A new machine learning method cuts through the noise in laser optics inspection — telling real damage from convincing fakes with 96.36% accuracy.
High-power laser facilities photograph their final optics in real time, but those images routinely contain pseudo-damage sites that look nearly identical to genuine damage. Matching online detections to verified offline ground-truth records is the standard fix, but it has been unreliable: features between sites are sparse, local geometry warps, and decoy sites crowd the field. Existing models try to tune out those decoys through loss-function tricks alone, which leaves real-world performance shaky. The new confidence-feedback-weighted graph matching network takes a different approach — it only needs the centroid coordinates of each site, then iteratively estimates how matchable each node is, feeds that confidence score back as a weighting signal, and uses it to stop bad matches from polluting later steps.

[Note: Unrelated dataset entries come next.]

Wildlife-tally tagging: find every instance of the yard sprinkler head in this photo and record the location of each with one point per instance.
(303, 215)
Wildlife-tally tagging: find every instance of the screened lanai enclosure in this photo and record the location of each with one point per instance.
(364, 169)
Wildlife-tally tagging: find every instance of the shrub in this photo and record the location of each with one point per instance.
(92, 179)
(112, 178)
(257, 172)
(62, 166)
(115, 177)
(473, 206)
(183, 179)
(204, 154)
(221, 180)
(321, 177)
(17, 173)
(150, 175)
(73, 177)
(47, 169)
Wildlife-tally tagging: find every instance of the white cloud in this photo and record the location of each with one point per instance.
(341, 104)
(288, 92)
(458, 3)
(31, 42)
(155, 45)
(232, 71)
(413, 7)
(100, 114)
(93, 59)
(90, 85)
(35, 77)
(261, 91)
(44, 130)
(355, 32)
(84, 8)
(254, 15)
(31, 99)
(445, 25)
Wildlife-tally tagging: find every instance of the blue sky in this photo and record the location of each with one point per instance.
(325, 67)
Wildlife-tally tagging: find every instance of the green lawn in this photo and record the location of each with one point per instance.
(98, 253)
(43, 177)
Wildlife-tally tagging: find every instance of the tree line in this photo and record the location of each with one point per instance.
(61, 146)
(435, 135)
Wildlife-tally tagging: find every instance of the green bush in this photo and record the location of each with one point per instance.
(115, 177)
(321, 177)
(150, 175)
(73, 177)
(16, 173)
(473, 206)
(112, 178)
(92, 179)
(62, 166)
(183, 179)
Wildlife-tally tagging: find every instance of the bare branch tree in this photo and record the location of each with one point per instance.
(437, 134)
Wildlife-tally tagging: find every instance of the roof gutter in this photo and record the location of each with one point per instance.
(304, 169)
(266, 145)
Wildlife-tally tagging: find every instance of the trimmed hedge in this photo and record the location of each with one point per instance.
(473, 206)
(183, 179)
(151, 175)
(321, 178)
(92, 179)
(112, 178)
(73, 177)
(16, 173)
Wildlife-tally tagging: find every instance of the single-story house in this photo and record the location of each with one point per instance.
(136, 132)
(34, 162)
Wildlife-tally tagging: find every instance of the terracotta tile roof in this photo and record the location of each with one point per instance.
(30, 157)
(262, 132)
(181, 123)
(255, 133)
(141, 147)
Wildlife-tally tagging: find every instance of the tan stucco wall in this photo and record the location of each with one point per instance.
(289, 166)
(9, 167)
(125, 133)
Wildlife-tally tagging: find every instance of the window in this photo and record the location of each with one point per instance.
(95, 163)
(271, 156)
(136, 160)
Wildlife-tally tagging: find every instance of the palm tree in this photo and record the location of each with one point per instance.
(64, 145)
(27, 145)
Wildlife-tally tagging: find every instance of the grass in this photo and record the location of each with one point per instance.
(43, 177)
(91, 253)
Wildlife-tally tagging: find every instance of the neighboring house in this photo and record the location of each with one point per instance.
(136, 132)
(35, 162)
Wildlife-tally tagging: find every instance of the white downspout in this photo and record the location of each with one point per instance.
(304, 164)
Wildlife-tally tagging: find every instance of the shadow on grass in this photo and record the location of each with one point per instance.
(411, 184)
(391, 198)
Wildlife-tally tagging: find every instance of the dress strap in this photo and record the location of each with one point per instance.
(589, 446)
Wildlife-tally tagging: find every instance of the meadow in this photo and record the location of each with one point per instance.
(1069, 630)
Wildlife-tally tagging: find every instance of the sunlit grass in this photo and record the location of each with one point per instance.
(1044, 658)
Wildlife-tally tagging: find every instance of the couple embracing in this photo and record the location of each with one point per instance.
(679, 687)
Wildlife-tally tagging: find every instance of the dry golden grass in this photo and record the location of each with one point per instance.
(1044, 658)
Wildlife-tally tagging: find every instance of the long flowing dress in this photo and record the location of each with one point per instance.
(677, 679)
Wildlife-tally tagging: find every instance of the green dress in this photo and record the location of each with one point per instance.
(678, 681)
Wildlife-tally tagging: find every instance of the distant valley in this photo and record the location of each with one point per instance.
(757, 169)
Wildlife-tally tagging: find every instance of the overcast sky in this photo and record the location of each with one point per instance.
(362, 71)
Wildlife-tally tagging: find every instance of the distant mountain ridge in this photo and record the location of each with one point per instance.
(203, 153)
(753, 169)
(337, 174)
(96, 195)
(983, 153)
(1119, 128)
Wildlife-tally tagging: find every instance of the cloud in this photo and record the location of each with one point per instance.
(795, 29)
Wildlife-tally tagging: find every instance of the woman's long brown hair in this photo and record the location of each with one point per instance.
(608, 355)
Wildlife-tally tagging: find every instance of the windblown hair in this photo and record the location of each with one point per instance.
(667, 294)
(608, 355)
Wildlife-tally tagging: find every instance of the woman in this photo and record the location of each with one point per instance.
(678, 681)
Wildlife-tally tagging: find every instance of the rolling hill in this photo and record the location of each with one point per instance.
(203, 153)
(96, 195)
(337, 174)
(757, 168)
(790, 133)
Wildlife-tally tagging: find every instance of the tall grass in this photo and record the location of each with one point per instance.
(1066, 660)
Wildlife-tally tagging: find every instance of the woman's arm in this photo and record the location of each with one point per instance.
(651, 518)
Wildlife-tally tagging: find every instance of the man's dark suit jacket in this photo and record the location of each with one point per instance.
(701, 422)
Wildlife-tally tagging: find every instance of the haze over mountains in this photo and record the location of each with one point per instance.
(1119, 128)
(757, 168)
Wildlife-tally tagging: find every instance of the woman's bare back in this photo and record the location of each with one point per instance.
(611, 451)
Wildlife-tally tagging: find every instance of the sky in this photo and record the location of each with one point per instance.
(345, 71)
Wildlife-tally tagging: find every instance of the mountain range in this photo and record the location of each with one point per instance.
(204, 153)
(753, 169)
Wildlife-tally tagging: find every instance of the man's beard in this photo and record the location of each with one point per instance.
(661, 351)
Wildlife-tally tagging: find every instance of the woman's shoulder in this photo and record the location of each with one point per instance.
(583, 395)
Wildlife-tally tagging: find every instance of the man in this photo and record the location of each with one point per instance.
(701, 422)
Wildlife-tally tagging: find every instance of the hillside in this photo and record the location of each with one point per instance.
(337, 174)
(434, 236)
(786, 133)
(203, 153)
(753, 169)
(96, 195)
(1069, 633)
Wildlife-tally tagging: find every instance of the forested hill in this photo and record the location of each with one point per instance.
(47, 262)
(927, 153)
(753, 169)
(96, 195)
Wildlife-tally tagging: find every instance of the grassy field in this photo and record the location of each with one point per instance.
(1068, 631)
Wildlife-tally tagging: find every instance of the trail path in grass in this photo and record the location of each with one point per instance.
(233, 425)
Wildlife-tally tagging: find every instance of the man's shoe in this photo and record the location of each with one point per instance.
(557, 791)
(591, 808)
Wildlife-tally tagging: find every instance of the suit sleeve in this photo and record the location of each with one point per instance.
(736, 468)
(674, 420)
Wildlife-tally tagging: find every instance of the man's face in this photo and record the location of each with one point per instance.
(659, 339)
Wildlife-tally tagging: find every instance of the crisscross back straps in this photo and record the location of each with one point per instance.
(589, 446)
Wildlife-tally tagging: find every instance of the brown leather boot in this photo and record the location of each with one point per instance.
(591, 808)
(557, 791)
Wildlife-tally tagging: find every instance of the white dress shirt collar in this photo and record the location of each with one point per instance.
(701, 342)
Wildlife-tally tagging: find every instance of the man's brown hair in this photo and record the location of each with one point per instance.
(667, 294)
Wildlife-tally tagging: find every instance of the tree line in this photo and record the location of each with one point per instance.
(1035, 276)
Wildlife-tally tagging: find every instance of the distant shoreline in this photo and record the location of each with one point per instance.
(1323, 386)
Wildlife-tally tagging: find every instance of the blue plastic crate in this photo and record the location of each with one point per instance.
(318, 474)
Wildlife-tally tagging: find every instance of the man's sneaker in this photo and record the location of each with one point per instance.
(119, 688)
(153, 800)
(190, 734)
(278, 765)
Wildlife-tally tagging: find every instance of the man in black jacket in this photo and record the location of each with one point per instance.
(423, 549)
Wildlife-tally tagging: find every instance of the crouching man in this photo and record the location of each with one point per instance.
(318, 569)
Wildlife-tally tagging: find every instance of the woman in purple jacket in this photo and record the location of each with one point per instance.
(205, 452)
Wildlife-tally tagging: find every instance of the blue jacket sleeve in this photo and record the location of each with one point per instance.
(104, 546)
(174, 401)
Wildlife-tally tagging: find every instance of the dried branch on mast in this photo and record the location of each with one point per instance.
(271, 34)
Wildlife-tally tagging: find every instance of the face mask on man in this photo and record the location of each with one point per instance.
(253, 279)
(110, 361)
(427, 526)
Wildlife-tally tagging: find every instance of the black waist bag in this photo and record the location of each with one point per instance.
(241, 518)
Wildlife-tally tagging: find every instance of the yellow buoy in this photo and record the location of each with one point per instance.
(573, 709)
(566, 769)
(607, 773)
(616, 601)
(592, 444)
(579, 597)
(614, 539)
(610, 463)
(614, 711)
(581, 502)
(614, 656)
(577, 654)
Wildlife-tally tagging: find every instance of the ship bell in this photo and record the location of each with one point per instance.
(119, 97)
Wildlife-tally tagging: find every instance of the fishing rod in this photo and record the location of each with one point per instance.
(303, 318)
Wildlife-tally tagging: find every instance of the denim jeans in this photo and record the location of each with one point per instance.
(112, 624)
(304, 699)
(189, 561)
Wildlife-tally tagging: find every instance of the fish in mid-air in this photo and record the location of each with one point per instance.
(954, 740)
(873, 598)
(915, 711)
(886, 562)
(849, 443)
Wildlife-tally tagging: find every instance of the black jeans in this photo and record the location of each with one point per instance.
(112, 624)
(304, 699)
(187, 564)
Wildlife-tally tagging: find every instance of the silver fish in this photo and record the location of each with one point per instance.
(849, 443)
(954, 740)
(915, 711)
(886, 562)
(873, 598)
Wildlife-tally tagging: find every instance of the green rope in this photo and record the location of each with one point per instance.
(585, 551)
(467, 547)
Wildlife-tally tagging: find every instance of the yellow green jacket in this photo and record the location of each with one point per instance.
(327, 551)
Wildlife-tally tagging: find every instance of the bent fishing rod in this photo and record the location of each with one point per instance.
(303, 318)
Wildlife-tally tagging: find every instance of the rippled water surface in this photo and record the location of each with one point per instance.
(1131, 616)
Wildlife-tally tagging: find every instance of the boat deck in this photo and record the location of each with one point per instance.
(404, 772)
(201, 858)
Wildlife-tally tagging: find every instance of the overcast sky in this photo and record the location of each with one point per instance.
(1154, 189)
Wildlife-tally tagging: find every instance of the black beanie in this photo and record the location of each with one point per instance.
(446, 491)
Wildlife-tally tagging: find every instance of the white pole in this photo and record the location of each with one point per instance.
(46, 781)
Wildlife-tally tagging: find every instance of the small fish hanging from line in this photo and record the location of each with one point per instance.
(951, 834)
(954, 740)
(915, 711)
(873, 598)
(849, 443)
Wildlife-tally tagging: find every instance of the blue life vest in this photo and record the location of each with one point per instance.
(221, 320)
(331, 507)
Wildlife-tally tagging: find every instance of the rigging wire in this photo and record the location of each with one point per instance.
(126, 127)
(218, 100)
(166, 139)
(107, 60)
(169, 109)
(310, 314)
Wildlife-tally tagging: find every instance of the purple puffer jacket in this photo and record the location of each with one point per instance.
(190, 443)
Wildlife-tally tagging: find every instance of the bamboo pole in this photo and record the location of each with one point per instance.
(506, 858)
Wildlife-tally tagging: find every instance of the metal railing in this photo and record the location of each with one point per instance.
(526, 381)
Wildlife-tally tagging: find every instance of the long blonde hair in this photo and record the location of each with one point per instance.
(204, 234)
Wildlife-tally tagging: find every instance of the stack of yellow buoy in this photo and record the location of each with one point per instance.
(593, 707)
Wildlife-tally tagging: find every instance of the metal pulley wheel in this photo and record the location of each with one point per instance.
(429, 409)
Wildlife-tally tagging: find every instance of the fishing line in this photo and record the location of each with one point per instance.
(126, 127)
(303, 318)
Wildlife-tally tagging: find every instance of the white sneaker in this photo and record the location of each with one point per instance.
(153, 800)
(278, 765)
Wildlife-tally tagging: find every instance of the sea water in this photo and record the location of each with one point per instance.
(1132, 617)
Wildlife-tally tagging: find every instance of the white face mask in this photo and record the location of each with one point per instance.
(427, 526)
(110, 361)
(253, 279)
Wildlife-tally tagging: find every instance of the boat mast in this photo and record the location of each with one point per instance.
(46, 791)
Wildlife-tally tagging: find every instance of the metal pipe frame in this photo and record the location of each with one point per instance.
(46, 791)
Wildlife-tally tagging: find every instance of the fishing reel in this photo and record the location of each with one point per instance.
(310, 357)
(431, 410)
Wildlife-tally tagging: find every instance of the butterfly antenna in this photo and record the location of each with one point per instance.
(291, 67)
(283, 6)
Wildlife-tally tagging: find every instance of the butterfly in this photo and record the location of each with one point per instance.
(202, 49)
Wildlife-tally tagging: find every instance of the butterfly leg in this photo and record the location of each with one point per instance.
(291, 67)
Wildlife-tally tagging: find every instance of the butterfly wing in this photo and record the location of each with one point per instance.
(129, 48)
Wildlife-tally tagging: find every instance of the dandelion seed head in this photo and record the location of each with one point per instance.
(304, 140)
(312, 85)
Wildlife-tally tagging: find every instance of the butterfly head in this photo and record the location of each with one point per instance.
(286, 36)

The practical upside is more trustworthy damage accounting in facilities where a missed or misclassified site can mean the difference between a safe shot and a destroyed optic. Graph-based matching has matured quickly in computer vision, but applying it to a domain this narrow — centroid-only inputs, tiny datasets, high-stakes labels — is a meaningful test of how far the technique generalizes.
At 96.36% F1 on the team's own Complex-Scene dataset, the numbers look strong, though independent benchmarking on outside data would be the real proof of concept.